3. Innovations / partenariats
La plateforme Artemis incarne la couche logicielle et contractuelle : trading élargi, gestion de groupe d’équilibre, et vision long terme d’intégrer photovoltaïque et stockage pour MOL sur la même stack (même source Artemis–MOL). Les résultats préliminaires 2025 pointent aussi des chantiers concrets (dont le volet solaire Algyő côté MOL) au sein d’une stratégie quinquennale qui mélange EnR, services avancés et croissance régionale (MarketScreener, 16/02/2026). Aucun rapport CSRD public n’a été intégré ici : selon les éléments disponibles en ligne, la lisibilité extra-financière reste surtout hongroise et financière, pas européenne « intégrée » au sens large.

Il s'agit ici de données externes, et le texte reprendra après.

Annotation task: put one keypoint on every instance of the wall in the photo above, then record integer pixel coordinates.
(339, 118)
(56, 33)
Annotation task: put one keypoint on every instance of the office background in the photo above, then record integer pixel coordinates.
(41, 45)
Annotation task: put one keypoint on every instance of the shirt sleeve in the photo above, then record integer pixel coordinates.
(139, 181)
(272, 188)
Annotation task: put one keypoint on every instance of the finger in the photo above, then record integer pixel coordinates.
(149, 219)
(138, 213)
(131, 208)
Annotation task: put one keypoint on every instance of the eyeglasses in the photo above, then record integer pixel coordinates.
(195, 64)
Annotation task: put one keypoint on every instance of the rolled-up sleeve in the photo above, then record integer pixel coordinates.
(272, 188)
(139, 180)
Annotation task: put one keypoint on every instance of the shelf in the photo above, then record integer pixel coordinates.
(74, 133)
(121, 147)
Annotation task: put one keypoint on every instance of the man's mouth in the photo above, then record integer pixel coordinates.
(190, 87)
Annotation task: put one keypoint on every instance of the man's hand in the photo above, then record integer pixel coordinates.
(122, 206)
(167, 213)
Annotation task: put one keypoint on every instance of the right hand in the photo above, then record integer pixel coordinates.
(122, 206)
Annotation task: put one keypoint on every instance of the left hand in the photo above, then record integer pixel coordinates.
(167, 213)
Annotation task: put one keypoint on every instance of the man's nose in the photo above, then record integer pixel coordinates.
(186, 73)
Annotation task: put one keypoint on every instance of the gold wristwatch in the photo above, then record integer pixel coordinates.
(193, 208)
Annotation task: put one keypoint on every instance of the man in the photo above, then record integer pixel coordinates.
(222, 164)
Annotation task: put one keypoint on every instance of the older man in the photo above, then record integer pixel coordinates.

4. Greenwashing / zones grises
Première zone grise, documentée et chiffrée : la marge disparaît quand le marché se calme. Avec un résultat net divisé par trois environ entre 2024 et 2025 (9,6 → 3,0 milliards HUF) et un EBITDA en recul, la conversion du volume en « transition » reste économiquement exposée aux cycles de volatilité et à la guerre des services d’équilibrage (Economx.hu). Deuxième tension : l’ancrage fossile du client. Gérer ~2 000 GWh pour MOL, c’est industrialiser la flexibilité au service d’un majors pétroliers dont la feuille de route climat traverse encore massivement l’amont-carbone (Artemis / MOL). Troisième point, juridique et réputationnel mais hors périmètre hongrois : Alteo Alumina à Gardanne a été mis en examen pour des rejets marins dans le parc national des Calanques sur la période 2016–2021 — fait factuel et sourcé, distinct du ALTEO coté Budapest, mais explosif pour toute recherche Google sur la marque (Le Monde). Le volet ADEME « 2,5 M€ pour 10 M€ d’investissement » concerne ce site français, pas la PLC hongroise ; l’en tenir compte comme subvention de l’énergéticien serait une confusion comptable (annonce de soutien public).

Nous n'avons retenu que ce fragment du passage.